New Criticals

No, the problem with “Take Back the Night” is that it is musically abysmal, and, more importantly, deeply disappointing.  Now, I didn’t know until recently that JT meant enough to me as an artist to truly, violently disappoint me, but it’s true.  While his first two LPs are far from perfect, and contain their fair share of dreck (see “Losing My Way,” “Nothin’ Else”), the man at the helm at least seemed motivated by a desire to make danceable, KIIS-FM music that frustrated your expectations of what that was supposed to mean.  Coming straight off a phenomenally successful but potentially limiting boyband run, his first single as a solo pop artist featured guest verses from Clipse, the self-proclaimed “Pioneers of the Coke-Rap.”  You might chalk that up to the convenience of the Pharrell connection or the cynicism of a cred grab, but it’s actually much further past the Nelly feature on N*SYNC’s “Girlfriend” than any mere grope at credibility needed to go, and I’m sure there were a hundred less aggro rappers who could’ve served the same function to the major label bean-counters’ satisfaction.  Whatever it was, it was absolutely NOT the easy or obvious choice.

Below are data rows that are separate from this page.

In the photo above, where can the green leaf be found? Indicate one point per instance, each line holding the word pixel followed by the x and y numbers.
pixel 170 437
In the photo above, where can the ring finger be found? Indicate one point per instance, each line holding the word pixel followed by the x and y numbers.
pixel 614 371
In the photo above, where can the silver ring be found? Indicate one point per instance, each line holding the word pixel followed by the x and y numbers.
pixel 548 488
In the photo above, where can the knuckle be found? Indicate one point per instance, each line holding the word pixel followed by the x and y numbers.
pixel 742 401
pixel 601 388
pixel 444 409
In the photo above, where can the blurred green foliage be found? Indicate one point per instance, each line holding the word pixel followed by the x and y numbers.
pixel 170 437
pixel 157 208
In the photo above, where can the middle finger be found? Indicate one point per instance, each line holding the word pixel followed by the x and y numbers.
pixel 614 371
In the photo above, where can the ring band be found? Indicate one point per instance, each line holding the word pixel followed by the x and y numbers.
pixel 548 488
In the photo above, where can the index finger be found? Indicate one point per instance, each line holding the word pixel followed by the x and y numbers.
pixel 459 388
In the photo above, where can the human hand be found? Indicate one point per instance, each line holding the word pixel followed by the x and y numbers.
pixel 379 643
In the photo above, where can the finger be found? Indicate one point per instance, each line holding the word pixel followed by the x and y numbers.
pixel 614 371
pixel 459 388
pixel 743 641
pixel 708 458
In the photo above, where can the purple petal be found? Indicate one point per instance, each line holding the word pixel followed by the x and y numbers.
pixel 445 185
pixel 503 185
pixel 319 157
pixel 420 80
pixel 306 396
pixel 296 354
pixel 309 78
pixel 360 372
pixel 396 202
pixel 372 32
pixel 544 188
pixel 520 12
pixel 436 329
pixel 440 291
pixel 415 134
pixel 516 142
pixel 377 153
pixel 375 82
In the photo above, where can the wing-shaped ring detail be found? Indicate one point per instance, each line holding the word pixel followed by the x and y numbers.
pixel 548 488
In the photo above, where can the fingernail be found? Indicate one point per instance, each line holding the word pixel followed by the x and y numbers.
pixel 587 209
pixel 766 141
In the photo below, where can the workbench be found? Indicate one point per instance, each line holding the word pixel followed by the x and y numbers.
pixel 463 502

But JT’s desire to push us went deeper than that.  It can be hard to remember now because of the way in which FutureSex/LoveSounds took hold in public consciousness, but that shit was difficult to get through on first listen.  Straightforward melody and the JT baby-boy falsetto were used sparingly, surrounded by pulsating, claustrophobic backing tracks rooted in dissonant keyboard stabs that somehow were simultaneously minimal and cluttered.  It was Yeezus before Yeezus was Yeezus, and it was the sound of someone whose aesthetic choices were dictating what we were dancing to.